Here in the UK a popular ‘chat’ magazine called OK! Has produced its version of a Jackson tribute issue and to show their love and admiration for one of the greatest entertainers of recent times they’ve not gone with the obvious picture from his finest years, nor one of him as a doting father, nor even one of his recent visit to London to announce his record breaking run of shows at the O2.

No, instead they’ve gone with a close up shot of him on a stretcher, oxygen mask strapped to his gaunt face, being wheeled into an ambulance, and if reports are to be believed that he had stopped breathing some time before that, technically dead. Yep, OK magazine really love and respect him.

The other notable cynical ply to tap into the grief of the hardcore Jackson fans comes from the promoter, AEG Live, who have come up with a ruse to attempt to minimise their losses from refunding upwards of £50 million in ticket sales that would be laughable if it weren’t so sickening.

Knowing that the ‘true’ Jackson fans will want some final memento to remember their hero by, they are making the kind offer of allowing the fans to be sent the original tickets for the gig, a hologram encased in plastic designed by Jackson himself, in return for waiving their right to a refund.

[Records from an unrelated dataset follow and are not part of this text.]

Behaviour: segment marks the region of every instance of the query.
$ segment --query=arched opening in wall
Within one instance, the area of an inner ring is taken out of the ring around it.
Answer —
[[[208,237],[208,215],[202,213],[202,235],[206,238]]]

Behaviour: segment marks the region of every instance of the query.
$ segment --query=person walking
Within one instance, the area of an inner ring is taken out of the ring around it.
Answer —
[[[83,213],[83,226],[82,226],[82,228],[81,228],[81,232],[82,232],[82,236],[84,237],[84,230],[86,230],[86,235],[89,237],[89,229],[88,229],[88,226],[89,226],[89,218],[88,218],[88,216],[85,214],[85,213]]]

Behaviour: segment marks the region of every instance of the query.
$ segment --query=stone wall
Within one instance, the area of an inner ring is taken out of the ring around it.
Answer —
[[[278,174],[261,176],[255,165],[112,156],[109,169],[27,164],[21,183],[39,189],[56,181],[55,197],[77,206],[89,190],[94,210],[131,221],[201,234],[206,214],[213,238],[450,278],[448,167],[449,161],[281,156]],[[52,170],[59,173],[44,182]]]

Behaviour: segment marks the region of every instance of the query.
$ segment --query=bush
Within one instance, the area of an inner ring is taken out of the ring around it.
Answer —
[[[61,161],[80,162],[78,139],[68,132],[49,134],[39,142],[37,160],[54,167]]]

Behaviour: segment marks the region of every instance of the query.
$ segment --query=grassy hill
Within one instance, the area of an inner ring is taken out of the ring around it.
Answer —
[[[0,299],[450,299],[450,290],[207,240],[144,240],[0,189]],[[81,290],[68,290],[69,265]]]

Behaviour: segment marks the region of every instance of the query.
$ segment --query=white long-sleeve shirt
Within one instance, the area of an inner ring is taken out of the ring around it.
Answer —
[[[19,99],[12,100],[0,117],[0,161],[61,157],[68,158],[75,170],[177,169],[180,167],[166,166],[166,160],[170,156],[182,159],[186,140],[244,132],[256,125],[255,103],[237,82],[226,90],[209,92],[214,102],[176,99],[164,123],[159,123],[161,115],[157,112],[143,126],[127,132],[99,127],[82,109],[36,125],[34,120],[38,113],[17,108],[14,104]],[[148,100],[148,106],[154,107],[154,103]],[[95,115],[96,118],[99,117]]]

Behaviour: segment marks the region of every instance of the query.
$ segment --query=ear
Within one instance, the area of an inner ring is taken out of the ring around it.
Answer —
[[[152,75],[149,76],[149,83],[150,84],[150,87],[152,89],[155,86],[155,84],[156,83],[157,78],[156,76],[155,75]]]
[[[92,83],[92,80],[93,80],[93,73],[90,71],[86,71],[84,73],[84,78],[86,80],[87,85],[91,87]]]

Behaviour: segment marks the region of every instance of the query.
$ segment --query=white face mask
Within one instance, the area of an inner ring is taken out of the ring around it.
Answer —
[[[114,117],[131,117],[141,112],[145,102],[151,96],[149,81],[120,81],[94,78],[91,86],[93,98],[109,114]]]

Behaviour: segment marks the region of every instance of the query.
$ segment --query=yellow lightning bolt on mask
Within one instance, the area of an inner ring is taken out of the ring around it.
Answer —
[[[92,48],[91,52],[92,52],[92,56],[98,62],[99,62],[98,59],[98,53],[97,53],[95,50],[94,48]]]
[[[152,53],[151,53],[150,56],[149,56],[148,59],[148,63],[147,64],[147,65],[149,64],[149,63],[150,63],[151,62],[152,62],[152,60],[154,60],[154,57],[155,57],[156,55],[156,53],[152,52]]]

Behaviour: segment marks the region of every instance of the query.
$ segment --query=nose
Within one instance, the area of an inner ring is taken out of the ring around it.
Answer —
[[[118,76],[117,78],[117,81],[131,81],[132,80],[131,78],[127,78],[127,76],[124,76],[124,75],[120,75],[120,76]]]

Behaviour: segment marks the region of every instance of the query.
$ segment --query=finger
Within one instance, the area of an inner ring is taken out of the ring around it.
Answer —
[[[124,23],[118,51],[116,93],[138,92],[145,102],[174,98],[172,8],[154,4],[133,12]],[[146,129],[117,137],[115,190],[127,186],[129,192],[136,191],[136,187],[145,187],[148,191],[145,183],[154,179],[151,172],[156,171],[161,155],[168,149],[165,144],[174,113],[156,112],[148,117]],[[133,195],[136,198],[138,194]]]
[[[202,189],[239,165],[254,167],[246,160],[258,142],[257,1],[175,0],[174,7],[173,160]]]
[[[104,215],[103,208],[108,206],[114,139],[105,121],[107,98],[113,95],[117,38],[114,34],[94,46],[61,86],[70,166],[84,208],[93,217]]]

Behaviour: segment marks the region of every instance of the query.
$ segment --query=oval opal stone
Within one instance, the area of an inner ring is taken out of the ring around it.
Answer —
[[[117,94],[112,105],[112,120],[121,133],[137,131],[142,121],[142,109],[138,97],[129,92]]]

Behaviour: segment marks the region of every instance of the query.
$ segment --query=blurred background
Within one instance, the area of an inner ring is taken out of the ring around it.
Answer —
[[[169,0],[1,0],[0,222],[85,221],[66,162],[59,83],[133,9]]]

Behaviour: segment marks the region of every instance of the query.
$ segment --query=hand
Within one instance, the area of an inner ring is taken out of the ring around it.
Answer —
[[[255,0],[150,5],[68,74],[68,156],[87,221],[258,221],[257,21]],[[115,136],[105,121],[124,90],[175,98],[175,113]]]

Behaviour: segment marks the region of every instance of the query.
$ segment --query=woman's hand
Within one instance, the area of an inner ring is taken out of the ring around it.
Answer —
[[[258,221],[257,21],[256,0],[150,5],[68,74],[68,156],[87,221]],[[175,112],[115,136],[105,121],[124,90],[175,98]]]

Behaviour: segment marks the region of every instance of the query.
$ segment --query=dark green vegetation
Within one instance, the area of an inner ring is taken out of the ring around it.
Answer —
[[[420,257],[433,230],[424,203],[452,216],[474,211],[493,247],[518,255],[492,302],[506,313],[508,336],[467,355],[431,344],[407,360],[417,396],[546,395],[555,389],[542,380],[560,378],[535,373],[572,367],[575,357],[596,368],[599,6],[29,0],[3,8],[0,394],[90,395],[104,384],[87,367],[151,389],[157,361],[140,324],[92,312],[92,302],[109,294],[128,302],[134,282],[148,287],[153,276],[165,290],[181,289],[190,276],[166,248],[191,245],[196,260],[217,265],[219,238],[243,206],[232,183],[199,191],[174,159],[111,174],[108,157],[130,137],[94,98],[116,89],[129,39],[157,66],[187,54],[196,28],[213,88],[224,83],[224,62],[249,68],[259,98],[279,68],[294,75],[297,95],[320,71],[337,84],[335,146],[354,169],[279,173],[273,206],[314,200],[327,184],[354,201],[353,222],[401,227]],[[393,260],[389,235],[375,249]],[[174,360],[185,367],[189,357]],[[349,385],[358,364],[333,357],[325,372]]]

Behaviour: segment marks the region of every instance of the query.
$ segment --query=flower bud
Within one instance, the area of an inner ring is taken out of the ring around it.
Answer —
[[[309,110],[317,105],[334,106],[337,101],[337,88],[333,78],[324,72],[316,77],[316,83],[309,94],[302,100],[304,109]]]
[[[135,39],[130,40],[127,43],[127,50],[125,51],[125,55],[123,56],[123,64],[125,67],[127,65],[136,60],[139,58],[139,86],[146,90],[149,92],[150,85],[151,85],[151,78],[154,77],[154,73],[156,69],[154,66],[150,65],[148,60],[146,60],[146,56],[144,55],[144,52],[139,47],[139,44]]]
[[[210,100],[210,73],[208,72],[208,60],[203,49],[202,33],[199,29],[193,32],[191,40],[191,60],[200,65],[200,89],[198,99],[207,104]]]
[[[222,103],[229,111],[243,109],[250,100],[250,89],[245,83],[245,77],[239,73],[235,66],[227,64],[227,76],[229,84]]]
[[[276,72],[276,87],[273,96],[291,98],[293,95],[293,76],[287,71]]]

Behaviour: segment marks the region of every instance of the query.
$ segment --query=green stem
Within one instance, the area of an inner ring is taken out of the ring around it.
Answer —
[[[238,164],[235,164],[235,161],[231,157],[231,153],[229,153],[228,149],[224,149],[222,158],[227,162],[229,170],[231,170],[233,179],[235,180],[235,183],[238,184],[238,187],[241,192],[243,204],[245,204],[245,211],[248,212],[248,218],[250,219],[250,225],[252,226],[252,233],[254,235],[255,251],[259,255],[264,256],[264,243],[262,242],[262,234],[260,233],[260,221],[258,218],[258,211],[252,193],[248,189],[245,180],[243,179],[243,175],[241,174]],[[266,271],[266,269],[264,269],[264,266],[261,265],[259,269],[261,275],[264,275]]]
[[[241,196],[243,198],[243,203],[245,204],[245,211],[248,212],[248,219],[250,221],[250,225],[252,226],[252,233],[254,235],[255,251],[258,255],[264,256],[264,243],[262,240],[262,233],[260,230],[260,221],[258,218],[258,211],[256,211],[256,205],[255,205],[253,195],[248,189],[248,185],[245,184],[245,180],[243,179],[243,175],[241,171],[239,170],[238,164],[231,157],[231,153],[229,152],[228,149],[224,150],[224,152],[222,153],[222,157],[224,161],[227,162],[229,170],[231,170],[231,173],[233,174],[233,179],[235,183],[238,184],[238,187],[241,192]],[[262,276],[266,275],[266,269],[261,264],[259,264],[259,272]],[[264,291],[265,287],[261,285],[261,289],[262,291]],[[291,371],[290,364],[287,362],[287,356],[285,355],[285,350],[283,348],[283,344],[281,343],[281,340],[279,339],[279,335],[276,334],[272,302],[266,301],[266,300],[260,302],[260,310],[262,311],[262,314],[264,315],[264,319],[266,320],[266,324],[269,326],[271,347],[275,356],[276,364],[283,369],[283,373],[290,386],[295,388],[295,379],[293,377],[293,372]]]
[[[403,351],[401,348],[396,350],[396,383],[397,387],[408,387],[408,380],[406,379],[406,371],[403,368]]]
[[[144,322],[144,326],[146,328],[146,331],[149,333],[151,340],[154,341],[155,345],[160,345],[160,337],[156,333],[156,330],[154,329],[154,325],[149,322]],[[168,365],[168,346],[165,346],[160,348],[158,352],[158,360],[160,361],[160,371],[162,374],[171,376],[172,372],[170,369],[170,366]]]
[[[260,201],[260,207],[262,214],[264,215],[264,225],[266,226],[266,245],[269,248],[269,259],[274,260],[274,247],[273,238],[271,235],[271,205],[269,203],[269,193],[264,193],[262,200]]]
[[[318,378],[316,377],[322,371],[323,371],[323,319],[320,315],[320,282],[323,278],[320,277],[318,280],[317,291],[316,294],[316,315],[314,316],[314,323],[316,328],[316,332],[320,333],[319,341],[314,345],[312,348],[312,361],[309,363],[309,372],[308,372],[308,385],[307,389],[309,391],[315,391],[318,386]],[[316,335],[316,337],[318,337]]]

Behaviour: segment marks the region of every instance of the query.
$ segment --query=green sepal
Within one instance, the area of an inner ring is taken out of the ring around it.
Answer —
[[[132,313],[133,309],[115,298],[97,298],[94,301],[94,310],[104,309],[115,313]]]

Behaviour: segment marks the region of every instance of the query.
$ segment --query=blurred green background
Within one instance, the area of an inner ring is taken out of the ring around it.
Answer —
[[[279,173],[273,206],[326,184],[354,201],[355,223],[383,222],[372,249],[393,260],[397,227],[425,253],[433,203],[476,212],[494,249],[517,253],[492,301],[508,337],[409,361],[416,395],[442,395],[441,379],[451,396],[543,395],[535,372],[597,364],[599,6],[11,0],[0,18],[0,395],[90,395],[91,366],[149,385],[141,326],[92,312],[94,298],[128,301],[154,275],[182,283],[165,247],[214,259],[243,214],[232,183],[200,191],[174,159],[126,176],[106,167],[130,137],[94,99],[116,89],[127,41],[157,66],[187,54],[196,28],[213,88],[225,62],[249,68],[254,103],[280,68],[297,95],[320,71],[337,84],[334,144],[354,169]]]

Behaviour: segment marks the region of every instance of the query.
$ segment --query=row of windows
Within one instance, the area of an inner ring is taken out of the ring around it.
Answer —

Now, given that the average ticket price was somewhere between £50 and £75, and that the tickets themselves must have cost all of a pound at most to produce (and probably considerably less given that there will have been approximately one million of them produced), this is nothing but a shameless ploy to play on the emotions of the diehard fans who will want to have something to remember the night they never saw their hero.

These examples are but two of many that I’m sure we’ll see over the next few weeks, the most obvious being the currently in production DVD of the tour rehearsals that will no doubt be released ‘because the fans demanded it’, but the one saving grace is that Jackson himself, whatever you thought of him, is not around to suffer anymore at the hands of those who seek nothing more than to exploit him.